Critique | Musique

Charles Lloyd – Quartets

Charles Lloyd © DR
Philippe Elhem
Philippe Elhem Journaliste jazz

JAZZ | Les cinq premiers CD enregistrés sur ECM par Charles Lloyd, tête d’affiche du Jazz Middelheim ce week-end, font l’objet d’un coffret incontournable.

Charles Lloyd - Quartets

En 1989, avec Fish Out of Water, Charles Lloyd effectuait à la surprise générale un come-back (qui se révélera définitif) après une retraite de près de 20 ans à peine interrompue, entre 1982 et 1983, par le jeune pianiste français Michel Petrucciani, dont l’enthousiasme avait réussi à convaincre le saxophoniste de reprendre la route à ses côtés. Ce retour aux affaires à 51 ans ne manqua pas d’étonner, ne serait-ce que parce qu’il fut orchestré en partie par ECM, label dont les critères esthétiques semblaient, à priori, bien éloignés de la musique du premier Charles Lloyd Quartet, celui qui révéla en 1966 le pianiste Keith Jarrett et le batteur Jack DeJohnette avant de connaître un succès inimaginable auprès du public rock de l’époque. Car bien avant que Miles Davis n’emprunte des chemins similaires, le combo du saxophoniste avait eu les honneurs du Fillmore West (où il côtoya Cream, le Grateful Dead, Jimi Hendrix, Janis Joplin et le Jefferson Airplane) et des grands festivals rock, tout en vendant des disques par milliers à l’image de Forest Flower qui, enregistré en 1966 au Monterey Pop Festival, deviendra l’album le plus populaire de toute l’histoire du jazz avec un million d’exemplaires écoulés. Mais cette réussite fut loin, à l’époque, d’être du goût de tous les amateurs de jazz dont beaucoup ne voyaient dans la musique de Lloyd qu’une version « light » et commerciale de celle de Coltrane.

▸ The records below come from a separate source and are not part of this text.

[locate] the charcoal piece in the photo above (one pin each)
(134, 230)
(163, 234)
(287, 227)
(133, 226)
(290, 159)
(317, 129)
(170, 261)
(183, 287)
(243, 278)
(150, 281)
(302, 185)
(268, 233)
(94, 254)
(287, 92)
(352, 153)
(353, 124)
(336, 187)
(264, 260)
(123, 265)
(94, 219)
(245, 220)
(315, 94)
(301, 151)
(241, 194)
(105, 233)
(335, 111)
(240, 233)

La dissolution du groupe qui suivit le départ de Jarrett, parti rejoindre Miles Davis (où il avait été précédé par DeJohnette), amena le mystique Charles Lloyd à tourner le dos à la scène musicale en 1970 à l’âge de 32 ans -même s’il continua encore à enregistrer des LP confidentiels où il interprétait, à la flûte, des musiques destinées à la méditation.

Lyrisme transcendant

Enregistré en quartette (outre Fish Out of Water, on y retrouve All My Relation, The Call ainsi que nos deux favoris, Notes From Big Sur et Canto) et ne comportant que des compositions du leader, ces cinq albums, désormais réunis au sein d’un coffret spartiate mais essentiel, ont ouvert une nouvelle ère esthétique et spirituelle dans la trajectoire étonnante du saxophoniste ténor, hautboïste et flûtiste dont Manfred Eicher, le fondateur d’ECM, a défini la nouvelle approche (à travers une comparaison avec les sculptures de Giacometti) en ces termes: « All the meat is gone, only the bones remain. » Et effectivement, ces cinq albums flottent au-dessus des genres tout en faisant preuve d’une économie de moyens, d’un esprit de corps et d’un refus des compromis fascinants. Toujours à dominante modale, traversée par l’ange du silence, une touche de blues et des réminiscences ethniques (beaucoup voient en Lloyd le premier « world musicien »), la musique échappe à la sécheresse de sa rigueur grâce à l’irrépressible et transcendant lyrisme d’un leader bien aidé par les magnifiques solo du pianiste Bobo Stenson, le seul de ses « sidemen » à figurer sur tous les enregistrements. Bref, un coffret pour ceux qui ne posséderaient pas encore les disques, absolument incontournables.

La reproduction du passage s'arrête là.